Salmon grew up in the Boston area surrounded by teachers in his mom – who was a teacher and librarian – her sisters and her father. He himself taught for several years after completing his undergraduate and graduate degrees in architecture at the University of Cincinnati.
Although he grew up in the Boston area and spent time in New York City, Vermont and Pennsylvania, Salmon wanted to return to the Rockies after a 1987 trip to Yellowstone.
“When my brother and I were napping on the shores of the Madison River on that trip, I knew I would find a way back West and actively pursued teaching in every school of architecture I could find in the Rocky Mountains,” he said.
A teaching job at Montana State University in Bozeman was his ticket. Then in 2001, he moved to Missoula and took an education specialist position at CTA Architects and Engineers.
While teaching, interaction with other professors was beneficial for him and his students, he said.
“I learned so much from their very real-time field mentoring,” Salmon said of his time teaching in Cincinnati.
However, collaboration has not been the norm until more recently, he said.
“My mother’s generation and even my generation of teachers really represent a long history of teachers working alone,” he said.
School-building design perpetuated that, with classrooms arranged like ice cube trays that separated teachers and students from each other, with hallways used only as a means to get from one room to another.
Gone, though, are the days of simply adding on more classrooms to accommodate more students, as more districts look at how to use less space more collaboratively and efficiently, Salmon said.
The trend is for more collaboration and professional learning communities and spaces in which to work together for both educators and students.

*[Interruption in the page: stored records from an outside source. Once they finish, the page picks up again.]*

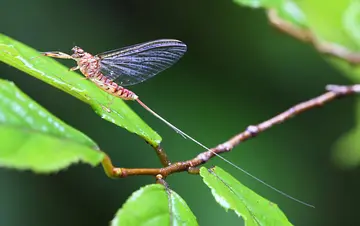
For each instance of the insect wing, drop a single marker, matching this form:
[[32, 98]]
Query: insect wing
[[137, 63]]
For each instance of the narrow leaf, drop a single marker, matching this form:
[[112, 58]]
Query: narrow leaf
[[154, 205], [231, 194], [33, 139], [47, 69]]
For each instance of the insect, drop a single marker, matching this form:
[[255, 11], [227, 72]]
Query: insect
[[113, 70]]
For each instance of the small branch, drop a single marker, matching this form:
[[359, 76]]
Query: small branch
[[307, 35], [334, 91]]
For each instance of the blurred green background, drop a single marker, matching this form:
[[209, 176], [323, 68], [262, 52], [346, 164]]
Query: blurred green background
[[238, 71]]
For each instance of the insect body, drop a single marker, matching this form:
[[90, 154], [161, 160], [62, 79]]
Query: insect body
[[112, 70]]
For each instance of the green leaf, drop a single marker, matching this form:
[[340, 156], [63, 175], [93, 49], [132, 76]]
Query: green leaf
[[33, 139], [231, 194], [336, 23], [50, 71], [154, 205]]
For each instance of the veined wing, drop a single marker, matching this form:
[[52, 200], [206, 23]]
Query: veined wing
[[137, 63]]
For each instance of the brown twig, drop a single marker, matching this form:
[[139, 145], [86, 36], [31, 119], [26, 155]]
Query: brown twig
[[307, 35], [334, 91]]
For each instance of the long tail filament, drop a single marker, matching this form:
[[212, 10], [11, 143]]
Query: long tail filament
[[227, 161]]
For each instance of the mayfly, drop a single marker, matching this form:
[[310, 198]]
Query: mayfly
[[131, 65]]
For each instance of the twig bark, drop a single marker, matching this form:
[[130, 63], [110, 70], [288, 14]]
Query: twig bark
[[334, 91]]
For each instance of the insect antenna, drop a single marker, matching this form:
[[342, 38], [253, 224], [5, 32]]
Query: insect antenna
[[227, 161]]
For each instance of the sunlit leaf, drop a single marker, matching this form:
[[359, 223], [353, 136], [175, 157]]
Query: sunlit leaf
[[47, 69], [33, 139], [154, 205], [231, 194]]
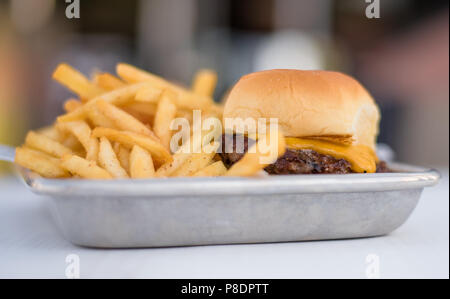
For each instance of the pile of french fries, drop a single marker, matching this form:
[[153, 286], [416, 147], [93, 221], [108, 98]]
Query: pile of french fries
[[119, 127]]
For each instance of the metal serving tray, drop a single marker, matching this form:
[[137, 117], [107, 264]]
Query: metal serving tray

That trend is visible in concept drawings for a massive facilities plan undertaken by Missoula County Public Schools, where Salmon said the leadership is not content with business as usual, which he called costly and outdated.
For much of the past 2 1/2 years, most of Salmon’s time at CTA has been dedicated to facilitating community and MCPS-wide planning for Smart Schools 2020, the district’s long-range facilities plan that addresses deferred maintenance, safety, technology and capacity needs.
Salmon has facilitated the planning process in Missoula, as he has done for dozens of other communities from the Arctic Circle to Arizona and from Washington state to Washington, D.C., where he is currently working with Sidwell Friends School.
His Quaker faith is helpful when working with communities, as it has taught him to be reflective, he said.
“It’s very satisfying to be a part of that kind of community effort when the end results reflect that community,” he added.
Many of the issues in MCPS buildings, such as safety, are similar at other schools across the country, said Salmon, who travels more than 100 days a year for work – long enough to read more than 30 books last year, many as audio books in his car.
Salmon spends some of his time traveling to present at conferences, as well, and also works with Learning Environments for Tomorrow, a program at Harvard that teaches architects how to design innovative learning spaces.
The most successful schools Salmon sees on his travels have a common equation.
“It’s always a combination of facilities, programs and people,” he said.
His work is extremely rewarding because of the long-lasting physical changes it leaves in communities where he works, and work to improve MCPS facilities will be no different, Salmon said.
“Ultimately the world is different because of what you do,” he said.